Refer to your email software documentation for how you can display and
save headers.  The sample below shows that my system
(ganymede.tranquility.lan) received mail from localhost, via
netcom.com's POP server, from debian.org, originally from cwctv.net.
Given that this is how I'd expect my mail to receive, it matches
expectations.  Note also that the headers include several "List-*:"
lines with information on the list and unsubscribing.
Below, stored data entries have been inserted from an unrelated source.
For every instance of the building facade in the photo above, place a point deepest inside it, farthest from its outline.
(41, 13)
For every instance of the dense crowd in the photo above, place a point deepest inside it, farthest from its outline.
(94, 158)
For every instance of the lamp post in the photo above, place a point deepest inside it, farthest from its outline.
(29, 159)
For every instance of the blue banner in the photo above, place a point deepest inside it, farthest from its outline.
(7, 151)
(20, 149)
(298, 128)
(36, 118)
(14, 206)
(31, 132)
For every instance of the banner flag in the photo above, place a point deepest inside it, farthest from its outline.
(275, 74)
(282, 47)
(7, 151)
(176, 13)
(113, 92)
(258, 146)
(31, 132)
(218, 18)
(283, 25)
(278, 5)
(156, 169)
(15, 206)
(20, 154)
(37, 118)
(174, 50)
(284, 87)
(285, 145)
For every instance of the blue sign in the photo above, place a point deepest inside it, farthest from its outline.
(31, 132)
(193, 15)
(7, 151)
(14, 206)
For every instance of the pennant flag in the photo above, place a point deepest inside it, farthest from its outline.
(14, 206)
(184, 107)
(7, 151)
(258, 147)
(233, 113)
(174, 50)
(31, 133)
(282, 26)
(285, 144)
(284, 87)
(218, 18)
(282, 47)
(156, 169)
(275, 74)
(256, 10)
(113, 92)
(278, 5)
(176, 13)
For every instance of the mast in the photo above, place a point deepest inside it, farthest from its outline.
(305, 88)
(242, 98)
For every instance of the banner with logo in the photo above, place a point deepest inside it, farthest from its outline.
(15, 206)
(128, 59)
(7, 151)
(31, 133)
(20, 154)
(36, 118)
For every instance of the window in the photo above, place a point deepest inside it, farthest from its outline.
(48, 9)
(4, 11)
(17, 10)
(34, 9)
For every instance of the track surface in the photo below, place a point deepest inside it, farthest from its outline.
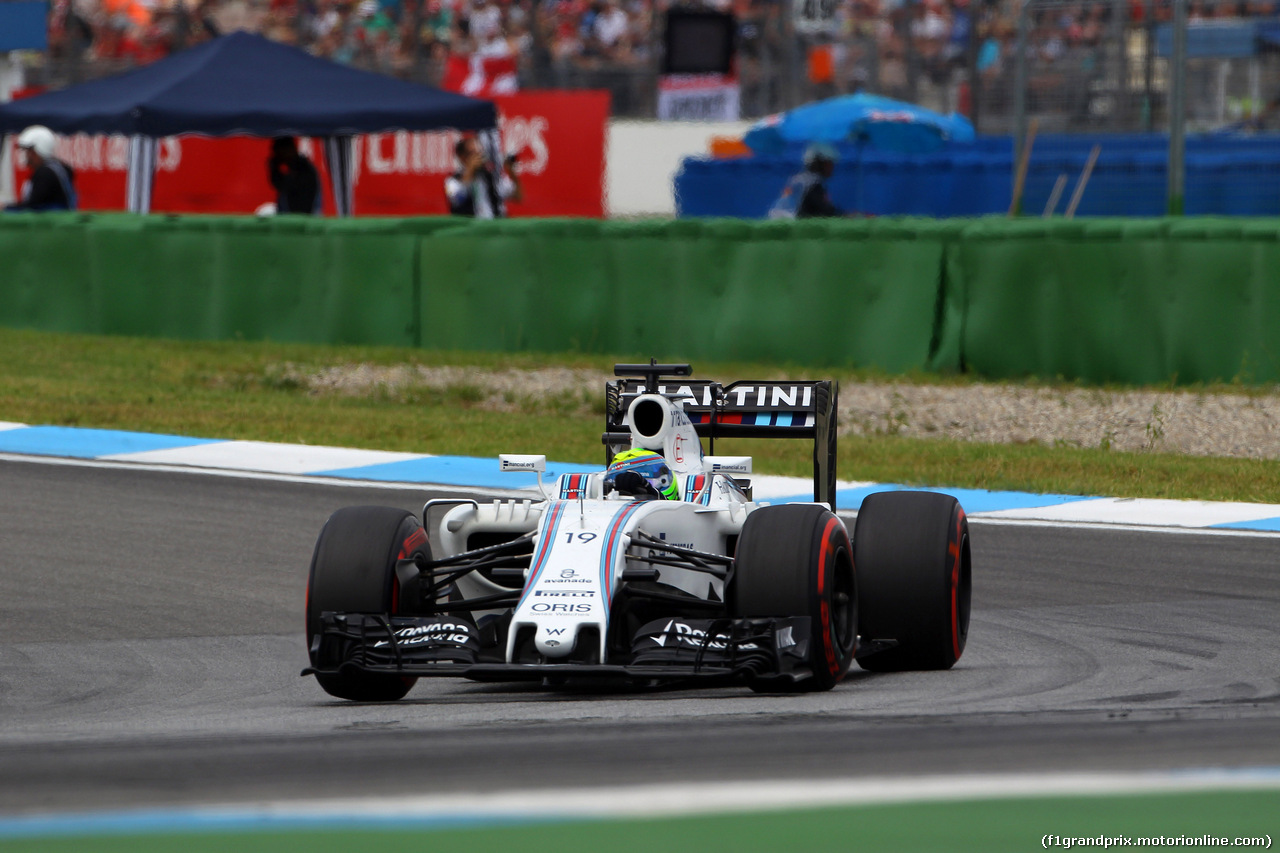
(151, 639)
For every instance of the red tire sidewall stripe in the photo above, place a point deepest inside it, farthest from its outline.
(956, 556)
(824, 552)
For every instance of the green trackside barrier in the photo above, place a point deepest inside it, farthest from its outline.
(813, 292)
(284, 278)
(45, 276)
(1101, 300)
(1171, 300)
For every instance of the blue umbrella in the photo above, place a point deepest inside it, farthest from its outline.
(868, 119)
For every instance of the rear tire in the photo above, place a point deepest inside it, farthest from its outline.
(912, 551)
(795, 560)
(353, 571)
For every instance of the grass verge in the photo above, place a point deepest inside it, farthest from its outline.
(981, 826)
(240, 389)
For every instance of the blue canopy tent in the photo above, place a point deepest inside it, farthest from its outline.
(242, 83)
(863, 121)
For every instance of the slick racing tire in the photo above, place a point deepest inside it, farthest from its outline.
(795, 560)
(353, 571)
(912, 551)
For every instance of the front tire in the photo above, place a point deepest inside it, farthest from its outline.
(795, 560)
(353, 571)
(912, 551)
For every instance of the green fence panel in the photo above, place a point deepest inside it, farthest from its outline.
(45, 279)
(1185, 301)
(242, 278)
(810, 292)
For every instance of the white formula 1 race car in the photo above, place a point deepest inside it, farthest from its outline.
(658, 569)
    Received: from mail by ganymede.tranquillity.lan with spam-scanned
            (Exim 3.36 #1 (Debian)) id 19JddZ-0005ms-00
	    for <karsten@localhost>; Sat, 24 May 2003 19:21:00 +0100
    Received: from localhost ([])
	    by ganymede.tranquillity.lan with esmtp (Exim 3.36 #1 (Debian))
	    id 19JddV-0005mc-01
	    for <karsten@localhost>; Sat, 24 May 2003 19:20:54 +0100
    Status: U
    Received: from popd.ix.netcom.com []
	    by localhost with POP3 (fetchmail-5.9.11)
	    for karsten@localhost (single-drop); Sat, 24 May 2003 19:20:53 +0100
    Received: from murphy.debian.org ([])
	    by killdeer (EarthLink SMTP Server) with ESMTP id 19jDzmwC3NZFlr0
	    for <kmself@ix.netcom.com>; Sat, 24 May 2003 11:16:36 -0700 (PDT)
    Received: from localhost (localhost [])
	    by murphy.debian.org (Postfix) with QMQP
	    id 94FDD1F68E; Sat, 24 May 2003 13:15:27 -0500 (CDT)
    Old-Return-Path: <Hell.Surfers@cwctv.net>
    Received: from smtp.cwctv.net (smtp-outbound.cwctv.net [])
	    by murphy.debian.org (Postfix) with ESMTP id 218F01F4B8
	    for <debian-user@lists.debian.org>; Sat, 24 May 2003 12:56:48 -0500
    Received: from cwctv.net ([]) by smtp.cwctv.net  with Microsoft
	     Sat, 24 May 2003 18:57:19 +0100
    From: Hell.Surfers@cwctv.net
    To: debian-user@lists.debian.org
    Date: Sat, 24 May 2003 18:56:47 +0100
    Subject: Resistance Is Futile.
    MIME-Version: 1.0
    X-Mailer: Liberate TVMail 2.6
    Content-Type: text/plain; charset=us-ascii
    Message-ID: <01d391957171853DTVMAIL6@smtp.cwctv.net>
    Resent-Message-ID: <HxdJIC.A.LAE.-a7z-@murphy>
    Resent-From: debian-user@lists.debian.org
    X-Mailing-List: <debian-user@lists.debian.org> archive/latest/281359
    X-Loop: debian-user@lists.debian.org
    List-Post: <mailto:debian-user@lists.debian.org>
    List-Help: <mailto:debian-user-request@lists.debian.org?subject=help>
    List-Subscribe: <mailto:debian-user-request@lists.debian.org?subject=subscribe>
    Precedence: list
    Resent-Sender: debian-user-request@lists.debian.org
    Resent-Date: Sat, 24 May 2003 13:15:27 -0500 (CDT)

Thank you.

Karsten M. Self <kmself@ix.netcom.com>        http://kmself.home.netcom.com/
 What Part of "Gestalt" don't you understand?
   If spam is the question, Spamassassin is the answer.